For over a decade the agency “believed it should incorporate” its authority to regulate GE crops under its authority to monitor “noxious weeds,” of which GE crops can be classified in some circumstances, and then shifted course without so much as a mention of its previously stated concerns, Donato ruled.
Among other things, the 2020 rules do not account for the ability of GE crops to pollinate and contaminate non-GE plants — which has happened throughout the country, disrupting markets and causing lost sales to some farmers.
Harms to farmers “are readily attributable to APHIS’s deregulation decision” that led to the 2020 rules because “the paring back of regulatory oversight is what gives rise to the injuries,” the court ruled.

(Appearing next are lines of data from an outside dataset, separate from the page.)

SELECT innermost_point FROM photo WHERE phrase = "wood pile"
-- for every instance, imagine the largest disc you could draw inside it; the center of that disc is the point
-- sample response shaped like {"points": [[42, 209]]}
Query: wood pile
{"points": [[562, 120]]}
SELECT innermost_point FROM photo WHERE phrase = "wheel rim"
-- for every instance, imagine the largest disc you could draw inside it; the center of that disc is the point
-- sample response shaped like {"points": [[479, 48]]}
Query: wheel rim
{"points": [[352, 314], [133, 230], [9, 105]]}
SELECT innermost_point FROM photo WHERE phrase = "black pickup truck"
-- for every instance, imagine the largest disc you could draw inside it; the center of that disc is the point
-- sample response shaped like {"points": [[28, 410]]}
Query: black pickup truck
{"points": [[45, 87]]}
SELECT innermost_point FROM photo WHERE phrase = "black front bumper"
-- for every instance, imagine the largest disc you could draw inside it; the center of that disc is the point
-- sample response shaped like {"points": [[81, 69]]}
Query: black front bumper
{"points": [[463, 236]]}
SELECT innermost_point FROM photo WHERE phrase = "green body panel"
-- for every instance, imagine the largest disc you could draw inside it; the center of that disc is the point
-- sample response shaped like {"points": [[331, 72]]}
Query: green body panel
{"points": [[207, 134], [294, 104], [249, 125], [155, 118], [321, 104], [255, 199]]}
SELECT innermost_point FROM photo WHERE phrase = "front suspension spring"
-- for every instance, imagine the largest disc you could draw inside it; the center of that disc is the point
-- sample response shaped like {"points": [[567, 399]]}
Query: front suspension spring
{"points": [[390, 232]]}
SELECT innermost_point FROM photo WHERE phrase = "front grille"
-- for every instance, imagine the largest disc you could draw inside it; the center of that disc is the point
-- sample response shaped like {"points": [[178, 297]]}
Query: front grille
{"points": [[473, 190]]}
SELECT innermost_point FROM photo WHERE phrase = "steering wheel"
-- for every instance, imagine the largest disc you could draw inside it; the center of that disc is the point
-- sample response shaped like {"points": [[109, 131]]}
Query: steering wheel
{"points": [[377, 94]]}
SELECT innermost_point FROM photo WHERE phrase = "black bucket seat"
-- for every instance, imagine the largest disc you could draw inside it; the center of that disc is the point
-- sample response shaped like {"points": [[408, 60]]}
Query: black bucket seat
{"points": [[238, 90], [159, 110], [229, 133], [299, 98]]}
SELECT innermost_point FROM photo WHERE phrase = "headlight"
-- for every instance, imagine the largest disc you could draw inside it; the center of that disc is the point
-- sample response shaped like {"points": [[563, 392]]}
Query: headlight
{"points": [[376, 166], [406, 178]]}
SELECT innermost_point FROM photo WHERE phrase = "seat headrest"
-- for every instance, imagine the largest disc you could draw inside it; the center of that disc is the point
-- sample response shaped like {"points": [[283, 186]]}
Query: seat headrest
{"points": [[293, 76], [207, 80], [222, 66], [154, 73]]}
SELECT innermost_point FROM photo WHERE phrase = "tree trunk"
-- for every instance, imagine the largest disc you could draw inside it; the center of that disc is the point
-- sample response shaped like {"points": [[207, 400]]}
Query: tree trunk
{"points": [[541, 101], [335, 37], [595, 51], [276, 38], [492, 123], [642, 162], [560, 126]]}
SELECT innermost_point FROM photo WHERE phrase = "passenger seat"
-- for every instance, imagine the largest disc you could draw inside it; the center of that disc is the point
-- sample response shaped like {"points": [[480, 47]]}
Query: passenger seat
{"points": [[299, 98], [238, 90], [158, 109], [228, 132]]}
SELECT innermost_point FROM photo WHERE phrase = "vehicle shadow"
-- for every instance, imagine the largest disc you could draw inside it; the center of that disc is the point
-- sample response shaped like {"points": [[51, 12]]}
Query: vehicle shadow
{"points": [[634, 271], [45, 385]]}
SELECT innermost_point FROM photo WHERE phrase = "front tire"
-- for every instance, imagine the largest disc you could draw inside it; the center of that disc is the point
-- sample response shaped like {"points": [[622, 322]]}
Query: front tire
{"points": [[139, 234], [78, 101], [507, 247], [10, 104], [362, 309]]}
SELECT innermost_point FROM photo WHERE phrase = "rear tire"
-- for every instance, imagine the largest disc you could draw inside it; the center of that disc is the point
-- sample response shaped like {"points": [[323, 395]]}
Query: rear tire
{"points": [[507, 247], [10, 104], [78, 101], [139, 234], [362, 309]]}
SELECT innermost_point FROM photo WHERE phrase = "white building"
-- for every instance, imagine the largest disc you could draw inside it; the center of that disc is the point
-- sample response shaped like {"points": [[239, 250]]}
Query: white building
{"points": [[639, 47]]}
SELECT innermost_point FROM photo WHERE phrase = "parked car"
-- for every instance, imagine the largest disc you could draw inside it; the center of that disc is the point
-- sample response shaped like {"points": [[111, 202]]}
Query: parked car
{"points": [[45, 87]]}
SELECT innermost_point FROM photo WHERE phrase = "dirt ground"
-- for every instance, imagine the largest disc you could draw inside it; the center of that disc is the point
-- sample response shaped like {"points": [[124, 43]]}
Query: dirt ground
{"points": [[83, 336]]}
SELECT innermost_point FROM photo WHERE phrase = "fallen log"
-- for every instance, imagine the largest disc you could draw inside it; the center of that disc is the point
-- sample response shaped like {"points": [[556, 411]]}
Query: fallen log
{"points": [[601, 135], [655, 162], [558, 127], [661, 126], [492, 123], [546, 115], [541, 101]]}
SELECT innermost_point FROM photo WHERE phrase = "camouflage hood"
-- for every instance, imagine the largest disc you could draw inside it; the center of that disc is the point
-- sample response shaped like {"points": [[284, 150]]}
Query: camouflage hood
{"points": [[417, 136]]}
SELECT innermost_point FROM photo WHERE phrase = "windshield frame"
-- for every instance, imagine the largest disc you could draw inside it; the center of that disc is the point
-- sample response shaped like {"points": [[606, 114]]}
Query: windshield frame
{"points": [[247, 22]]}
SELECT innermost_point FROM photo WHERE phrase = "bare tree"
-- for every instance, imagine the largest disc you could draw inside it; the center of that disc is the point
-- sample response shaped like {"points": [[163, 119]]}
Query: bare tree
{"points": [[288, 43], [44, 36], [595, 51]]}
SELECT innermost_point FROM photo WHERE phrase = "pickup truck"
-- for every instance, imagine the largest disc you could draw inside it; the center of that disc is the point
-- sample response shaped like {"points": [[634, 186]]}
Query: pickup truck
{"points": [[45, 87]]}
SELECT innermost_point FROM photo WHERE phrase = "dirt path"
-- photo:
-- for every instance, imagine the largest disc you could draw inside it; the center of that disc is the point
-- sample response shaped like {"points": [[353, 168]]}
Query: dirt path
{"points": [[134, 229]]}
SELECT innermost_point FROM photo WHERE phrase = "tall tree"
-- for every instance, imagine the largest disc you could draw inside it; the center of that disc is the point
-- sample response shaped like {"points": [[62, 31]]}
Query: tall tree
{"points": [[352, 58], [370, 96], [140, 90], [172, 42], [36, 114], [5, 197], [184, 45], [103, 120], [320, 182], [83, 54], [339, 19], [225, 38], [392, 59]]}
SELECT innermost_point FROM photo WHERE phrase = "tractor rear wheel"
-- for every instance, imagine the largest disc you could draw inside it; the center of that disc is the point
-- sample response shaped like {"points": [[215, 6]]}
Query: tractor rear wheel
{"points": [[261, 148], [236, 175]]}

“For the past few decades, America’s family farms have struggled under the control of the corporate agrochemical industry, making it nearly impossible for farmers to find anything other than patented-GE seed and pesticide technologies,” said Jim Goodman, Board President of plaintiff National Family Farm Coalition. “Today’s Court decision is a victory for family farms… If the agrochemical industry is allowed to determine the approval of their patented products, farmers will have no measure of fairness in the seed market.”
The USDA declined to speak and deferred to the Department of Justice, which did not immediately respond to a request for comment.
There are many types of genetically engineered crops, including corn, soybeans, sugar beets, canola, cotton and alfalfa. Monsanto (now part of Bayer CropScience) popularized the spread of the GE crops when it introduced plants genetically altered to withstand treatments with glyphosate. Herbicide-tolerance is the top genetic trait in GE crops worldwide, according to industry data.
The court order did not rule on the issue of compliance with the Endangered Species Act or the National Environmental Policy Act, but appeared sympathetic to the plaintiff’s argument that the 2020 rules violated these laws as well.
Judge Donato did, however, order the USDA to meet with plaintiffs to “jointly propose a status conference date for the remaining procedural challenges under the ESA and NEPA.”